ご当主に呼ばれたシガン様は招待客の波にのまれる。俺も一応護衛のため背後にスタンバイしてはいるけど、見てるだけ。

「この度はお誕生日おめでとうございます。モブ―リア伯爵家が長女モブ―リア=モブリンと申します。以後お見知りおきを。」

今シガンたんの目の前を陣取っている令嬢みたいにシガンたんに取り入ろうとする令嬢をただ見てるだけ。(大事なことなので二回言う)

こんな感じで令嬢を紹介したい親や自分を売り込みたい令嬢が、シガンたんやご当主の元を訪れて動物園のパンダ状態。

どこぞの令嬢がシガンたんに触れようとした時点で俺が盾となり、令嬢の手をはたき落とす準備が出来ているが…さすが貴族と言うべきか、そこまで無礼な人は今のところいそうにない。(フラグ)

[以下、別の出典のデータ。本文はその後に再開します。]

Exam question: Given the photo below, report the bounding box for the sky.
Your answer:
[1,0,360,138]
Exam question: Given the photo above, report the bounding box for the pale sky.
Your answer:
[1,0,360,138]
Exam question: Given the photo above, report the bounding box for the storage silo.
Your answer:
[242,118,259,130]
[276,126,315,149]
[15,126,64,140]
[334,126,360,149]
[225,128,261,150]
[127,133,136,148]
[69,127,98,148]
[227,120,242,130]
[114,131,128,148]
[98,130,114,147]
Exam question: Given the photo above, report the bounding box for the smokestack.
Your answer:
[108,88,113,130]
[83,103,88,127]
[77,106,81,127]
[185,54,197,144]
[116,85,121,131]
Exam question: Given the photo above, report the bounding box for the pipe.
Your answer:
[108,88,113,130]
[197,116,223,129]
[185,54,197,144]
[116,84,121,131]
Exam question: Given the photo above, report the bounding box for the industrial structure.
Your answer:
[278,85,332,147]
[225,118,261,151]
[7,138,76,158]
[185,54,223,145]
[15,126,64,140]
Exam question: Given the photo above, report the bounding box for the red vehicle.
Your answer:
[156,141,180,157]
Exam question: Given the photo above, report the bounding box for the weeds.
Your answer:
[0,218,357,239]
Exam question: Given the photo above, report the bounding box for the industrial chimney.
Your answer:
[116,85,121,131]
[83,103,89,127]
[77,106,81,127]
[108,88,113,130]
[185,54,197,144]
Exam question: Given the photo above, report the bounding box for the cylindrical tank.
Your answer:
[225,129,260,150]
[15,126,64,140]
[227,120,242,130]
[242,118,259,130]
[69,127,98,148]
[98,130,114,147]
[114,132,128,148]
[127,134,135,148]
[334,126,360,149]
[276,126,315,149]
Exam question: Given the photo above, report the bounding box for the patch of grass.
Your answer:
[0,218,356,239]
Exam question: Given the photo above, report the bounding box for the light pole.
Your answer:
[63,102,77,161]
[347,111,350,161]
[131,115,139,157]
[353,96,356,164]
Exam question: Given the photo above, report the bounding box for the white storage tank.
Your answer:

「シガン様、是非我が領地へ一度来てくださいな。おもてなしさせて頂きますわ。」

まだいたのかモブ令嬢。さっきからシガンたんの前を陣取って離れない。徐々に距離が近づいているし、要注意人物だ。

「ねぇシガン様…私」

「そこまでです。それ以上シガン様に近づくのはお止めください。」

シガンたんとゼロ距離に近づいたモブ令嬢とシガンたんの間に入り、牽制する。俺が許すのは攻め要員までだ!(前も聞いた)

「なっ!なんですの!私とシガン様が折角いい雰囲気でしたのに!」

「ベル、見てたから分かると思うけど全然そんな腑に気じゃなかったからね?これだけはいつもの鈍感発動しないでね?」

ノリノリな令嬢とは違って切実に訴えかけてくるシガンたん。